Your workplace experience communications can be much more powerful and effective than yesterday’s all-staff messaging. The return to on-site will be a mix of anxiety, excitement, and hunger for in-person experiences. The answers to, “What’s going to look different? What does this mean for me?” can be targeted and customized: team by team, across disciplines, and out to individual frontline, hybrid and remote worker. Delivered to each screen of preference, these communications can be timed and formatted to sync up with an employee’s established behavior, maximizing the chance of “message received.”

This is a more personalized, more relevant employee experience strategy that will make your voice resonate in a more meaningful way: employee engagement that will ease minds and excite interest. Why go the extra, individualized distance? Consider this: employees who feel included in detailed communication are five times more likely to demonstrate increased business performance.

Space Management, Redefined

On the one hand, these matters of facility management — reservations, wayfinding — may seem like they’re just about office planning and staff logistics. But at this moment in time, they can be the chance to ask your employees, “What do you want work to look like? How will that help you do your best work and take care of yourself?”

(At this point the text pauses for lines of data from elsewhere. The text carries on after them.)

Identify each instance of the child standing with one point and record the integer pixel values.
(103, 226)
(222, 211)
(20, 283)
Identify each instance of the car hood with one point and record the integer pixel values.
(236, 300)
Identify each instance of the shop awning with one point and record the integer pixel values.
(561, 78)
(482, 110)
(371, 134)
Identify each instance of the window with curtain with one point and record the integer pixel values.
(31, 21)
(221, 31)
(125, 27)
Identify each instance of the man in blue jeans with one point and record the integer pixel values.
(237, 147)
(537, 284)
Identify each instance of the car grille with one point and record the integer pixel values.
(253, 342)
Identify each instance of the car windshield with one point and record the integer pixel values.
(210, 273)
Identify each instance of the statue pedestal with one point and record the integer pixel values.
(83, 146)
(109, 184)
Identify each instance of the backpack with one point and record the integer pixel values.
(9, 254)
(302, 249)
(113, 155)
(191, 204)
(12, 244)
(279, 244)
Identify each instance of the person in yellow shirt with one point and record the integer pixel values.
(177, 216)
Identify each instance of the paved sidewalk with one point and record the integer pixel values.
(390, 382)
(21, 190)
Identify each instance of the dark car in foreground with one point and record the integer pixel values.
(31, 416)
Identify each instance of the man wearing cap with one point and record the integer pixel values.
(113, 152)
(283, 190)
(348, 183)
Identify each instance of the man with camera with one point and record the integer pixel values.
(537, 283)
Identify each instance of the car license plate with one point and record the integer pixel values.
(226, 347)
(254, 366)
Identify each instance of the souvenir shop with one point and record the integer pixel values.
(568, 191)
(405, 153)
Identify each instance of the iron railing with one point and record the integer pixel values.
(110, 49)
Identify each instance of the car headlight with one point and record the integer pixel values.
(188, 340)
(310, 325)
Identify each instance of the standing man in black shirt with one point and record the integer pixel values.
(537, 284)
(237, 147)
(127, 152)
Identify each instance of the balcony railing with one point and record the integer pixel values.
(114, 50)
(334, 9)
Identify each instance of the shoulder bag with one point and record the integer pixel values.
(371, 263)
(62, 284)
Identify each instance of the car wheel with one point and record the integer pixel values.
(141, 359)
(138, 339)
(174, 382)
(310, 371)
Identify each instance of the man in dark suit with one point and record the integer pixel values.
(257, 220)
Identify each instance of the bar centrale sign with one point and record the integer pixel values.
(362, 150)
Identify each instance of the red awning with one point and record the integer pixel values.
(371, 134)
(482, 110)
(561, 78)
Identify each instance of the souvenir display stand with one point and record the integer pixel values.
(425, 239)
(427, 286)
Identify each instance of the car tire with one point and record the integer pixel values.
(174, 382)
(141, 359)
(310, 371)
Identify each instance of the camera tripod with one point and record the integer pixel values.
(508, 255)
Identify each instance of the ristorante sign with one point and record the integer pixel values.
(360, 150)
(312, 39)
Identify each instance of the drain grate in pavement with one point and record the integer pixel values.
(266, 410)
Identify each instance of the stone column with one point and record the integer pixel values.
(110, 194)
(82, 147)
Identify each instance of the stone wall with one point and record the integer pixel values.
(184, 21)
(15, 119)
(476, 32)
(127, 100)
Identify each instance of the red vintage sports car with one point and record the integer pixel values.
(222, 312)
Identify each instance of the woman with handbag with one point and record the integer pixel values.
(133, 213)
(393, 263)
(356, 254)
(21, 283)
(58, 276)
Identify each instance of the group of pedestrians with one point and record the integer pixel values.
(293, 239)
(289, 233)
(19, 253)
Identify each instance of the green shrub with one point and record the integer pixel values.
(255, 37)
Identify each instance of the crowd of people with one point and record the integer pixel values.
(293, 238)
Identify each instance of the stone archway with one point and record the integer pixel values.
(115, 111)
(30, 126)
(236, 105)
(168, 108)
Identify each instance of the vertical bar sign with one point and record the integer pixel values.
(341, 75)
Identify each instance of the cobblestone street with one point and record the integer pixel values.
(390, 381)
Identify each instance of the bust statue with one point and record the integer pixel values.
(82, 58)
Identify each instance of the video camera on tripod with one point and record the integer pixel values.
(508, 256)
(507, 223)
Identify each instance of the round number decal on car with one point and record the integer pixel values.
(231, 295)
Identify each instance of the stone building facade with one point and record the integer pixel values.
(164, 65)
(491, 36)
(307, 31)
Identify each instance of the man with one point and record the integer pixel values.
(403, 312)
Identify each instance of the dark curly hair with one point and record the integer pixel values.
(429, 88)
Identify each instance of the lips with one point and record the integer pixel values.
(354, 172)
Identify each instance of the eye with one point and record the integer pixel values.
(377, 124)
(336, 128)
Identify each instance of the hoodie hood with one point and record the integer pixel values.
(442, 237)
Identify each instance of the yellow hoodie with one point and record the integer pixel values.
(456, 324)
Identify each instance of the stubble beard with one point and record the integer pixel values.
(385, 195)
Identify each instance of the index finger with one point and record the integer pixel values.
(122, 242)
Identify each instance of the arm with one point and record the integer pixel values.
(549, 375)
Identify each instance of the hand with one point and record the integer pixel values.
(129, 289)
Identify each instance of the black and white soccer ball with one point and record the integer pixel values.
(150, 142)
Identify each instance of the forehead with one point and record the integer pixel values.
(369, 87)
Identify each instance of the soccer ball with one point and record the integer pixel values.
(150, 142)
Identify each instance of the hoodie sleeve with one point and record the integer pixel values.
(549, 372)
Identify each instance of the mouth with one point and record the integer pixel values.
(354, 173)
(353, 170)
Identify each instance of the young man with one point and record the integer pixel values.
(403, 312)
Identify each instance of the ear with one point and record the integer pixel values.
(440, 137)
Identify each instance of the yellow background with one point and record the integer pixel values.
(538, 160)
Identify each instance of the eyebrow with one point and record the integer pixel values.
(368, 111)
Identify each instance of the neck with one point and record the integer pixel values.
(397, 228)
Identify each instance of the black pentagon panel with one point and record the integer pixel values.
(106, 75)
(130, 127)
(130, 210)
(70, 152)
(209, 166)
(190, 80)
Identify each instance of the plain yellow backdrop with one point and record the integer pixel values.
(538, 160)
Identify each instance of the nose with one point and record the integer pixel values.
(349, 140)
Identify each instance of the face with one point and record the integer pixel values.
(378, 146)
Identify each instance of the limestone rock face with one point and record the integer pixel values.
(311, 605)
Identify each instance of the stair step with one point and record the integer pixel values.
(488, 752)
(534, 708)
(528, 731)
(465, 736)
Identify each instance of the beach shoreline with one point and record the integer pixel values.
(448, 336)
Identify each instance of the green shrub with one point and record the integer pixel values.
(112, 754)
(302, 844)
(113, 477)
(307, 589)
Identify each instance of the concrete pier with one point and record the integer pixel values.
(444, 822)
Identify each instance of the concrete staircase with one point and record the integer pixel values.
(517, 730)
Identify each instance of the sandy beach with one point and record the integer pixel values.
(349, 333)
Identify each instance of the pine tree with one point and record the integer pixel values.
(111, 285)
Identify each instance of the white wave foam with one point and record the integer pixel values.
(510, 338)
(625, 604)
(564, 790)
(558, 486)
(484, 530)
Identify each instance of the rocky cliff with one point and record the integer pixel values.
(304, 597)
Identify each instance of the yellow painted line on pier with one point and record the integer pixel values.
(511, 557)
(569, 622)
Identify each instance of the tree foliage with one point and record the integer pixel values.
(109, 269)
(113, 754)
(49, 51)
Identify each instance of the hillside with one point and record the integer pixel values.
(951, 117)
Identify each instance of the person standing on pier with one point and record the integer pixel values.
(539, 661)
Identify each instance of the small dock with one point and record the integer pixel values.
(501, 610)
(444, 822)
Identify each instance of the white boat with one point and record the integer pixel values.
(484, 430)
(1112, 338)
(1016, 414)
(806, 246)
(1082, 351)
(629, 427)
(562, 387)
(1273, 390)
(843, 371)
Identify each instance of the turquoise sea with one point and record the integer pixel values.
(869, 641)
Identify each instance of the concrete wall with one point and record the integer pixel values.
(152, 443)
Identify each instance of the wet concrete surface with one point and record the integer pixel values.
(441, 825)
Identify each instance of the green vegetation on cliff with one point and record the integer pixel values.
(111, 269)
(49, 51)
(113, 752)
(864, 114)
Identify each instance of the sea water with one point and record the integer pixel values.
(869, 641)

Some companies would ignore that. One leader (in)famously called remote work, “an aberration that we’re going to correct as quickly as possible.” Is this the best and only lesson learned during a pandemic? There’s an excellent chance your employees have taught you bold and bright new things about flexibility, resilience, compassion, and innovation. The latest in smart space management software gives you the chance and advantage to advance that knowledge toward better goals.

The most dangerous words in business are, “We’ve always done it this way.”

Don’t be dangerous. Be smart. Be ambitious in your goals.

Build the best workplace experience, and your people — on site, remote, both — will bring their best selves.